Willkommen in Frankfurt

Die Eurobike 2022 hat mehr als nur einen Ortswechsel vollzogen. Es ist ein Neustart für die Messe, getragen von einer wertschätzenden Fahrradbranche, die zahlreicher als je zuvor vertreten ist.

Zum dreißigsten Mal können Marktteilnehmer die wunderbare Welt der Fahrradbranche auf der Eurobike erleben. Doch diesmal ist vieles anders. Reisestrapazen, Unterkünfte, Infrastruktur: All diese Messefaktoren sollen künftig eine untergeordnete Rolle spielen und andere dafür in den Vordergrund rücken.

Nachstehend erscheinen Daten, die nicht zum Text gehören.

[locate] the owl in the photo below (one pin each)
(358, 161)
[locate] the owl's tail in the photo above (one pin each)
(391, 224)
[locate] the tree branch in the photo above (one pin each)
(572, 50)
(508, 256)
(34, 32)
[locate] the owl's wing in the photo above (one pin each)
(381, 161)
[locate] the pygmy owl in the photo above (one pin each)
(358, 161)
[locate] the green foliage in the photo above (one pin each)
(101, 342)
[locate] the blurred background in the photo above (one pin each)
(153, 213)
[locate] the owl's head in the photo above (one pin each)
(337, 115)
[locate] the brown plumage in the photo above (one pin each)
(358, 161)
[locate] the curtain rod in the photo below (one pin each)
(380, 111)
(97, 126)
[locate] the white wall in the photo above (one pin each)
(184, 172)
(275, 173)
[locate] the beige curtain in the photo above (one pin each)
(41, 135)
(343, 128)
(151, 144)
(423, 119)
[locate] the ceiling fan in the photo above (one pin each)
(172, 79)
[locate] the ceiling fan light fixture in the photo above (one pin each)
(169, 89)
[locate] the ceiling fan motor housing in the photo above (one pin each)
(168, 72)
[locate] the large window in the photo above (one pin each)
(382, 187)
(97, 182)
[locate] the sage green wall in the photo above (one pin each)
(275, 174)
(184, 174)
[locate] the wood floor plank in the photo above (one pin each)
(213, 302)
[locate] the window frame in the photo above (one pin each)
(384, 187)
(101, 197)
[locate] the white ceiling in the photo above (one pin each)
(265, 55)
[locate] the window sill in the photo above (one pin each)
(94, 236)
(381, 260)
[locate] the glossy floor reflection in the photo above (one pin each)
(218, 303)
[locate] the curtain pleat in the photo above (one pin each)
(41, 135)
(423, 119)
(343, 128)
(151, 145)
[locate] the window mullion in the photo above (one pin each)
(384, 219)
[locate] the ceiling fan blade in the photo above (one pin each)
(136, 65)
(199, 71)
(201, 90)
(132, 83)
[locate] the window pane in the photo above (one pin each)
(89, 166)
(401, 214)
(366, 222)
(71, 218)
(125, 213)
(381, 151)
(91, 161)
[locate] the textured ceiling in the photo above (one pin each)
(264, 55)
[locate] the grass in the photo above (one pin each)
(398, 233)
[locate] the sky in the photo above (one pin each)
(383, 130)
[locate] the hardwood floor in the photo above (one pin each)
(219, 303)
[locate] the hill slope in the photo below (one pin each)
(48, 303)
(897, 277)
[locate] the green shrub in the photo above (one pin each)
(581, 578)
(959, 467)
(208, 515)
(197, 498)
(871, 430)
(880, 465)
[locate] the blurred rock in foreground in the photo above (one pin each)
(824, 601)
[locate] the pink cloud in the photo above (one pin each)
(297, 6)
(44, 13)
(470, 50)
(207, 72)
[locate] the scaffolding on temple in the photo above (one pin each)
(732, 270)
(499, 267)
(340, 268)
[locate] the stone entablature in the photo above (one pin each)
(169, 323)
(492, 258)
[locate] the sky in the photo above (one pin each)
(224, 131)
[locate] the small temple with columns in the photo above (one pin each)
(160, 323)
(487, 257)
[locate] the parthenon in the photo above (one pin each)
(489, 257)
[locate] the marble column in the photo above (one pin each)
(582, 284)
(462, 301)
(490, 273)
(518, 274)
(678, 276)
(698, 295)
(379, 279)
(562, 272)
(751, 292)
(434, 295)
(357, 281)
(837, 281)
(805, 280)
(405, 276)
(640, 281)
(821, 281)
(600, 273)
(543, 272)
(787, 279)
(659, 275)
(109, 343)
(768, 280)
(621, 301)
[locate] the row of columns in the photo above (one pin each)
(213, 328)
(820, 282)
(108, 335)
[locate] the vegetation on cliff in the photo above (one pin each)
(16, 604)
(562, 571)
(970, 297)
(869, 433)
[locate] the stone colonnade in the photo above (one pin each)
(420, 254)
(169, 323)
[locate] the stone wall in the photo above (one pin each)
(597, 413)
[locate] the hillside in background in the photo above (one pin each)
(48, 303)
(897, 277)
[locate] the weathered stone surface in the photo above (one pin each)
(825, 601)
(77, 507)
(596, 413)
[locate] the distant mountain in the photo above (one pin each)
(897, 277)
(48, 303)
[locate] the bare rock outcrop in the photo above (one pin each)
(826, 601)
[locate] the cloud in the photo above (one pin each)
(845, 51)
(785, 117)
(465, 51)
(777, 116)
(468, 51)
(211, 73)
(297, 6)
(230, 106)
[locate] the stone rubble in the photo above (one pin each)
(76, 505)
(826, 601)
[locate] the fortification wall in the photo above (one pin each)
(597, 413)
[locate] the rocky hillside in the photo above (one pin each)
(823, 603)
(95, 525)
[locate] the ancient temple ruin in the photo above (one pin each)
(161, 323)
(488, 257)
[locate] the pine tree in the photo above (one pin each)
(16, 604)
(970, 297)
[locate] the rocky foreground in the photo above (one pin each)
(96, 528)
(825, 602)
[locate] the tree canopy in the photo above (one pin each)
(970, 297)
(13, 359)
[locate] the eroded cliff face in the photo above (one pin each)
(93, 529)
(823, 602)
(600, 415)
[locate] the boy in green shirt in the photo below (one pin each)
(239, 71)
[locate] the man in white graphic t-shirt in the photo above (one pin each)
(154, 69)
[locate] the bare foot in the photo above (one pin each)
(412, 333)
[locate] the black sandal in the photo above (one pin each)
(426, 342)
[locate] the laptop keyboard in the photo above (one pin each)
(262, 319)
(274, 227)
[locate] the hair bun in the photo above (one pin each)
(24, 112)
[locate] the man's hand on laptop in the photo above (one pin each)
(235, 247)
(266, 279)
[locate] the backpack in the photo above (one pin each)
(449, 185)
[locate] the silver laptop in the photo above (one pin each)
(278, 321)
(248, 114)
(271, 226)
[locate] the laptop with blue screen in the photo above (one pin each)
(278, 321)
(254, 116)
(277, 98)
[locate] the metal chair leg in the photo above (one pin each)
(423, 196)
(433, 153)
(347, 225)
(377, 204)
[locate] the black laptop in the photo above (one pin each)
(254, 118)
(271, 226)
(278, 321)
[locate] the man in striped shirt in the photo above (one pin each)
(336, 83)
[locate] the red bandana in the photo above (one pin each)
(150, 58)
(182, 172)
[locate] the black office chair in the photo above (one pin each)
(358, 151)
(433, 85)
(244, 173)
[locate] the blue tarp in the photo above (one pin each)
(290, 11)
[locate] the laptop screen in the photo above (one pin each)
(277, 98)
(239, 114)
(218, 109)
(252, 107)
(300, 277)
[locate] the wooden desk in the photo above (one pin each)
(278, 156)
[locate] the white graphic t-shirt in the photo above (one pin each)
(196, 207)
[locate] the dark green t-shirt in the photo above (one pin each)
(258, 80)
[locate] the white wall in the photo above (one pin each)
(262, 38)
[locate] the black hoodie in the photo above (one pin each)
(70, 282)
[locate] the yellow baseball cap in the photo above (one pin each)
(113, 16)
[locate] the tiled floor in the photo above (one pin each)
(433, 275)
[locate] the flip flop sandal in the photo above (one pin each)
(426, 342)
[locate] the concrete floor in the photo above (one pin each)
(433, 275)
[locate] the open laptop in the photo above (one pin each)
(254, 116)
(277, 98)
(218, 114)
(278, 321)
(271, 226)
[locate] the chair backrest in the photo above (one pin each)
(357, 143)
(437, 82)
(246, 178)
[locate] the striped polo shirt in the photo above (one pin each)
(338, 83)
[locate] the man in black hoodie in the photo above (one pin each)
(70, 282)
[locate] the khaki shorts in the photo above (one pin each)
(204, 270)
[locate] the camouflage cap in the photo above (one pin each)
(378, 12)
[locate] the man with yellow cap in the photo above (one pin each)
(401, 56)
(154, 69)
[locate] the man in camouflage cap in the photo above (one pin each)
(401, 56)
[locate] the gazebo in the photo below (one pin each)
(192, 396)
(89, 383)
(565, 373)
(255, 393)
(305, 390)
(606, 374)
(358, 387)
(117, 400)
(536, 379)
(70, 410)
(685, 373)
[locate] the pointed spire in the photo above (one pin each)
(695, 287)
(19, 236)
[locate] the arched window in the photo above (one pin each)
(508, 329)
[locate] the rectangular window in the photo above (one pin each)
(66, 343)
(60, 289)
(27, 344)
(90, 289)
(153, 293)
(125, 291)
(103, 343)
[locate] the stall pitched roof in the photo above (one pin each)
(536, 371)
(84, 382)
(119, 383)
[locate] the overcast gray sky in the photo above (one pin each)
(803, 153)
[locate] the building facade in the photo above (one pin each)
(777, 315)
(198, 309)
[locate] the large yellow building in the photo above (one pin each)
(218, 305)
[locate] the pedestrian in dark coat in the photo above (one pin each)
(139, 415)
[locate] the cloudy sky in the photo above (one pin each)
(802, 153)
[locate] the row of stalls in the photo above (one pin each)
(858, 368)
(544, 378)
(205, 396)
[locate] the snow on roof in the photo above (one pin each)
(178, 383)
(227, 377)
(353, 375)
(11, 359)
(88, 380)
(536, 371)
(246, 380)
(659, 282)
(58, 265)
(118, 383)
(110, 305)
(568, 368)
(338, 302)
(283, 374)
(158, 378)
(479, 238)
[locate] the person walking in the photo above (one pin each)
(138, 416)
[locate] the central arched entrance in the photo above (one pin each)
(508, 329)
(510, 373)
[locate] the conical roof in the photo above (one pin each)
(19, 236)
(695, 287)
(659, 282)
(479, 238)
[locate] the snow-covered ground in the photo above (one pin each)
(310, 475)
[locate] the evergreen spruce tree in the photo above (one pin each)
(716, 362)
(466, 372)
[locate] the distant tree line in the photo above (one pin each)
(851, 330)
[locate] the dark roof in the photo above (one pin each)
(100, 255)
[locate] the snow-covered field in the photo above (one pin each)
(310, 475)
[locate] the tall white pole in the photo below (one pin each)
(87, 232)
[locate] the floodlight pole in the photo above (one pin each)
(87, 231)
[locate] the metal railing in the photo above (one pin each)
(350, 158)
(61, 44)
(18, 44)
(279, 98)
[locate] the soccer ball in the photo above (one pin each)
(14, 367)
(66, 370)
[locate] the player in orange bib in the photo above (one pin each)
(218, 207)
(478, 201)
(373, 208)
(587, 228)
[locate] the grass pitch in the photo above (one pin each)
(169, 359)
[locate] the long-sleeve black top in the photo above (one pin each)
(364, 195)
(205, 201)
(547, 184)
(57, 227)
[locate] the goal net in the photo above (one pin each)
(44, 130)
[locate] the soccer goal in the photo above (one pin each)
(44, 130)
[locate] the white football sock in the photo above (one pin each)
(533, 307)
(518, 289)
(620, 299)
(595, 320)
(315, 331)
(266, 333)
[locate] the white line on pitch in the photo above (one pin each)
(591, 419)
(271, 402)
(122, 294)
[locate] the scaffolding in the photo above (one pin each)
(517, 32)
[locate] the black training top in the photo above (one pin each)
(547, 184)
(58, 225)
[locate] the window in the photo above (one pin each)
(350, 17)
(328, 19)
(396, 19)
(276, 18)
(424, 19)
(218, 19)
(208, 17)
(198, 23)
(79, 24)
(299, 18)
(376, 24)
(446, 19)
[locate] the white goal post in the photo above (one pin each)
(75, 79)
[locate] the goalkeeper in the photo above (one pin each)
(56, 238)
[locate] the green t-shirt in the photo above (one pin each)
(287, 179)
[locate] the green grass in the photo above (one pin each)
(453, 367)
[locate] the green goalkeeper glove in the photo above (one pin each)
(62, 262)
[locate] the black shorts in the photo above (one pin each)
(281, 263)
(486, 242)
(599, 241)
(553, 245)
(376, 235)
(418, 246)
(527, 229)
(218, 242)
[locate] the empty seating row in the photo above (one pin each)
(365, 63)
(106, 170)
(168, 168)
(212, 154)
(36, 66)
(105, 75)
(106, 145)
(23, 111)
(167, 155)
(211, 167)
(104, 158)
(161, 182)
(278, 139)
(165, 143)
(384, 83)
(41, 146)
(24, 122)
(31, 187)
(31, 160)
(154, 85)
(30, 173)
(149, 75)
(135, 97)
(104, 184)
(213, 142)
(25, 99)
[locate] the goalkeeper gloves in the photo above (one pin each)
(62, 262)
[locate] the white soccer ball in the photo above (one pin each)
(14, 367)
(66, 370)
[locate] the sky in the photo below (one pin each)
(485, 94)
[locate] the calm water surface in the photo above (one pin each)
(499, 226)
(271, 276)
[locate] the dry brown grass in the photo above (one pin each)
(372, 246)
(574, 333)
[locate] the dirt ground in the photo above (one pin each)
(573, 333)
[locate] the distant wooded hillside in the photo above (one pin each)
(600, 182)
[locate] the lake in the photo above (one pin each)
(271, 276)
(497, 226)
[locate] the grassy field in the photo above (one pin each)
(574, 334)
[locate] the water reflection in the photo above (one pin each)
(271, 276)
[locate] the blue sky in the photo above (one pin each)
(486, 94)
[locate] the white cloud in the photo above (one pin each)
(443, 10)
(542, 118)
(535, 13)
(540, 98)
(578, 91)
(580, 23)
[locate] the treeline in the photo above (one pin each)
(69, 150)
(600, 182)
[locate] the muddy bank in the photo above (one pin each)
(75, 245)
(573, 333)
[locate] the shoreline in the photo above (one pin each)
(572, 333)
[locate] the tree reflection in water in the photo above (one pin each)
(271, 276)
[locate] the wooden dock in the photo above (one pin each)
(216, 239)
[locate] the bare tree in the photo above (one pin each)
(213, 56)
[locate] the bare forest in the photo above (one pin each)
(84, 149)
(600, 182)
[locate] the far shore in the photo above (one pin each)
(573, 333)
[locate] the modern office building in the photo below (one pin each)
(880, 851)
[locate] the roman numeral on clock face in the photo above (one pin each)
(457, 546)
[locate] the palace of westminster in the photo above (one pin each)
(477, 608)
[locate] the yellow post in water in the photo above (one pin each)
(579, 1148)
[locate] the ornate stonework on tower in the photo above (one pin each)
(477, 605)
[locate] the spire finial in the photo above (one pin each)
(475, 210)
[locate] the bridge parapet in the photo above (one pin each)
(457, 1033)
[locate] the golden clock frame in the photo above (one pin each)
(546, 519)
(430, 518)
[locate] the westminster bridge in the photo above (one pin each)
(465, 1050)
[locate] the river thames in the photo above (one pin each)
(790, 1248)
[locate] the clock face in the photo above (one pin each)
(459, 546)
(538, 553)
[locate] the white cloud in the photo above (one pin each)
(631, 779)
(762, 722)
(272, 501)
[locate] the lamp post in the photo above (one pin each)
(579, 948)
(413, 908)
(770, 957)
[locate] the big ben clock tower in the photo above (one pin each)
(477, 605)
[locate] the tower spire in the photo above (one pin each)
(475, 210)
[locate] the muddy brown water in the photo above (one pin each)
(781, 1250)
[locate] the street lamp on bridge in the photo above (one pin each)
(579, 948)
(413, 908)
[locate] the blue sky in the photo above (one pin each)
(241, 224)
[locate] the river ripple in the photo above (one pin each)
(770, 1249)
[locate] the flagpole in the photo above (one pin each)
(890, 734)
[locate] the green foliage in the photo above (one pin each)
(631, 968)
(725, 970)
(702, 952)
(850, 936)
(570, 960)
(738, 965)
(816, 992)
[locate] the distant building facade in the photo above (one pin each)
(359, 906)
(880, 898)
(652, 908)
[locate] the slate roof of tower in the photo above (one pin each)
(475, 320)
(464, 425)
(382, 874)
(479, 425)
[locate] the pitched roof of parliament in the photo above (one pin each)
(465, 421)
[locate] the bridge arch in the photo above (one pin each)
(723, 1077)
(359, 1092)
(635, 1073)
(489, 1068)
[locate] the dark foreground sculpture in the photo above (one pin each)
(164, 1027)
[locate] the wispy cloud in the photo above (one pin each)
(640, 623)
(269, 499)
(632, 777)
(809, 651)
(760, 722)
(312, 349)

Dazu gehört auch die Frage, welche Bedeutung der Eurobike zukommt. Schon seit geraumer Zeit verfestigt sich der Eindruck, dass die Branche eine neue Wertschätzung für ihre Weltleitmesse entwickelt hat. Statt Kosten-Nutzen-Rechnungen scheint inzwischen oft genauso wichtig, wie der Gesamtmarkt mit einer starken Branchenleitmesse weiter entwickelt werden kann. Statt um kurzfristigen Profit geht es um langfristige Relevanz, statt um den eigenen Tellerrand um globale politische und mediale Wahrnehmung. Ob diese Einschätzung auch langfristig zutrifft, wird sich spätestens 2023 zeigen, wenn die Eurobike sich auch ohne den Bonus eines Neuanfangs behaupten muss. Doch bis dahin gilt es zunächst einmal, die aktuelle Ausgabe »unserer« Weltleitmesse zu bestaunen und zu genießen.
So lässt sich nicht übersehen, dass die über 1500 Aussteller ein neuer Rekord für die Eurobike sind. Es ist einfacher, aufzuzählen, wer nicht in Frankfurt sein wird, als die vielen Branchenschwergewichte, die nun wieder auf eine Messe zurückkehren, die sie in vergangenen Jahren noch für entbehrlich hielten. Von den prominenten Fachhandelspartnern fehlen augenscheinlich nur Accell, Cube, Pon und Trek. Die anderen Marktteilnehmer belegen eine Rekord-Ausstellungsfläche von über 140.000 Quadratmeter auf dem Frankfurter Messegelände. Zum Vergleich: In ihren besten Jahren belegte die Eurobike in Friedrichshafen knapp 80.000 Quadratmeter Ausstellungsfläche.
Ein wichtiger Baustein für den Erfolg der anstehenden Eurobike ist die Kooperation mit den wichtigsten Handelsverbänden: Bico, ZEG und VSF sind zumeist langfristige Vereinbarungen mit Frankfurt eingegangen. ZEG und Bico haben zudem ihre Hausmessen auf die Eurobike verlegt, was den Besuch für angeschlossene Händler nahezu zu einer Pflichtveranstaltung macht. Angesichts der Marktbedeutung dieser Verbände, die einen großen Teil der Handelslandschaft vereinen, ist damit auch für die Streckenlieferanten der Verbände eine Anwesenheit fast schon verpflichtend.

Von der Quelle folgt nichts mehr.